FWIW HCQ+Azithromycin is now a recommended treatment for suspected Covid patients.

it's no great conspiracy, it's the normal working of the bureaucratic/legal structure, as any organizational sociologist will gladly tell you:

An emergency approval of the vaccine was only legal if there are no other working remedies. So, it was legally necessary to certify that there were no other working remedies; so this is where the bureacratic attempts were directed,

This directs the legal and business bureaucracy to seek no official confirmation of such an alternative, which means you don't, of course, invest officially in tests that could come to a different conclusion; you invest in those that do (medical tests are famously influencable, but that is for another thread). At the same time, the other remedies remain "unproven" except by evidence presented by doctors who use it, who can be bureaucratically dismissed as "but this is not a proven remedy, and we can't recommend it" - formalspeak, we all know it.

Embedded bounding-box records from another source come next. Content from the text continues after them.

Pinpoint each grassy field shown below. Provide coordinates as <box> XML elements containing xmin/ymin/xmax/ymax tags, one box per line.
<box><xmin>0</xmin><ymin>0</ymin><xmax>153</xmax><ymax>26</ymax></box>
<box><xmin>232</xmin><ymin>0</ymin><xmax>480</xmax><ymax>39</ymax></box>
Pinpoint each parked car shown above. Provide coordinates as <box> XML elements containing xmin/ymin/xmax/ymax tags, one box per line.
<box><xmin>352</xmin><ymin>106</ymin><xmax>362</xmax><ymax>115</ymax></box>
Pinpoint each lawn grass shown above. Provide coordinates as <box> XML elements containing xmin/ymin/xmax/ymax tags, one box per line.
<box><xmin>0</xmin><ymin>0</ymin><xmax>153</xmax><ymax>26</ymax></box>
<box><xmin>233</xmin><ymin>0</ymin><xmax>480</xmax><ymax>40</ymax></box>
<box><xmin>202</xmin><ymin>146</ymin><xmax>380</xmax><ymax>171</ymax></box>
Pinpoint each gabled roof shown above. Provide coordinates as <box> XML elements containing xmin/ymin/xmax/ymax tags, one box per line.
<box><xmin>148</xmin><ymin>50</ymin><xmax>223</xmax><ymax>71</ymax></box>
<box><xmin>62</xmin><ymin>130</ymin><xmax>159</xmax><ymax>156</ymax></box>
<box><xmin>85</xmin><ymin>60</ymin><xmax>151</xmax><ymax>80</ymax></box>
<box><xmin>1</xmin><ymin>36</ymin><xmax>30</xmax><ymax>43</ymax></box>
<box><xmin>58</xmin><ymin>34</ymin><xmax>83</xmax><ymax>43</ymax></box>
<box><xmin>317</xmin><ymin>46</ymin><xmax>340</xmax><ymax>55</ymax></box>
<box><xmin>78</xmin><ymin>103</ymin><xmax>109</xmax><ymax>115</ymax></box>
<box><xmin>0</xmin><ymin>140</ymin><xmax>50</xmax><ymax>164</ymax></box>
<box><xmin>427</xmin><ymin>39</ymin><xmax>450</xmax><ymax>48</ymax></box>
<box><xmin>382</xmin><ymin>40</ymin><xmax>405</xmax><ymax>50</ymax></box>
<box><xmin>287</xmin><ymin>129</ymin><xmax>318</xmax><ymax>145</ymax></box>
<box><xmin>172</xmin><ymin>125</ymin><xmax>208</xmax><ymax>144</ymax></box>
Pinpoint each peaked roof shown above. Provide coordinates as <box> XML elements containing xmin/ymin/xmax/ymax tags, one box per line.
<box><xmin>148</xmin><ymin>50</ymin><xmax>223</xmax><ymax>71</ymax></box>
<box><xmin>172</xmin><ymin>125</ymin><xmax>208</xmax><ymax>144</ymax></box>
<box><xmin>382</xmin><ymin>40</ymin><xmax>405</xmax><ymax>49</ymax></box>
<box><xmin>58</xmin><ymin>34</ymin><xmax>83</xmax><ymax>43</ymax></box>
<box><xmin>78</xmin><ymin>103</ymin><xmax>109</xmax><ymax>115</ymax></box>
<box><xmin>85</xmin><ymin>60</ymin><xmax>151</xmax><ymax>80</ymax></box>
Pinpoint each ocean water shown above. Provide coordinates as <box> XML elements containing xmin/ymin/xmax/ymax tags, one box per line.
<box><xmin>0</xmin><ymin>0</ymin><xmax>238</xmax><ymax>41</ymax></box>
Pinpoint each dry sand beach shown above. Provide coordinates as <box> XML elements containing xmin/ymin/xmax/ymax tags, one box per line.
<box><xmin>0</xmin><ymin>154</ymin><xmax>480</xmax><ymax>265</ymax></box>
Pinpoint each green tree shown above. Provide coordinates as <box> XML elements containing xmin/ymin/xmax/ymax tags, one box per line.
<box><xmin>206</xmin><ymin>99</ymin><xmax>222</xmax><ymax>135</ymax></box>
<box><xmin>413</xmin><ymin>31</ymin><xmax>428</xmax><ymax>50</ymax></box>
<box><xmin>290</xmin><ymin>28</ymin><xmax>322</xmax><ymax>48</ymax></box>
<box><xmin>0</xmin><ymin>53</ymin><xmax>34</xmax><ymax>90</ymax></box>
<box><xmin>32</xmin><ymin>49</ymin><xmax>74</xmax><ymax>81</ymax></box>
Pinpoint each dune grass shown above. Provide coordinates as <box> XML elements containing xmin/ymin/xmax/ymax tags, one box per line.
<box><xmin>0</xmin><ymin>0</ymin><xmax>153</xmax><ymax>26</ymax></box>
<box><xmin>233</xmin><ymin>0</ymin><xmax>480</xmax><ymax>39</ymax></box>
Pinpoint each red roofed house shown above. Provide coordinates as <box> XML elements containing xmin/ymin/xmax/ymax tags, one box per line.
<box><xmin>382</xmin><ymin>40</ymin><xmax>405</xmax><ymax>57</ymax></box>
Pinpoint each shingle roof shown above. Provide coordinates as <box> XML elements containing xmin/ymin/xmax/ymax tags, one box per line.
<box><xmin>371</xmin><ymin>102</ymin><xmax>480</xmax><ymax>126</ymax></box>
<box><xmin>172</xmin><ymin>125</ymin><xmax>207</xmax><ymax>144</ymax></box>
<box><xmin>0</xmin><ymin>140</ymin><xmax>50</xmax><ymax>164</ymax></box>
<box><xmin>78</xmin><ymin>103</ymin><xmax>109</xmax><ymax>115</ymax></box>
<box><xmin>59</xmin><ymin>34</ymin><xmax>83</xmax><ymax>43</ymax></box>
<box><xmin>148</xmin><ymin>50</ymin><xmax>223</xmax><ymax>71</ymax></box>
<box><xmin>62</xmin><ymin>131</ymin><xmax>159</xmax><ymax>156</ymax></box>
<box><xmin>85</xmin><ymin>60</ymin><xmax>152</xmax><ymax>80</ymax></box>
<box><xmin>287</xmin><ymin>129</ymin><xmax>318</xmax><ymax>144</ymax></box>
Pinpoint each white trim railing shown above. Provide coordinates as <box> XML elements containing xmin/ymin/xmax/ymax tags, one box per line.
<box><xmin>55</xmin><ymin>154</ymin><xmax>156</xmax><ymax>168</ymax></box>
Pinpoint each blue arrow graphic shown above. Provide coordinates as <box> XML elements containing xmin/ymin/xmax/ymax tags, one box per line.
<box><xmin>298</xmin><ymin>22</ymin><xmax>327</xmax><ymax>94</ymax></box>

Again, not a conspiracy theory by any means, just the normal, sociological workings of organizations we are all familiar with on smaller scales. (Of course, it does require us to dispense with the childish notion that organizations work for nothing but our benefit, with integrity and honesty; of course they don't, none do, but that also doesn't mean they work AGAINST out benefit. At the time, it was understandable to think "we have to help the vaccine get approved, and diversions would cost lives".)

The fun part about sociology is that we all have implicit knowledge that this is how organizational bureaucracies work. For some reason, we're also castigated when we say this out loud.

What is the point exactly of requiring no other available options in order for emergency approval if you just sandbag the available options in order to gain emergency approval? Shouldn't we look closer at where that requirement comes from?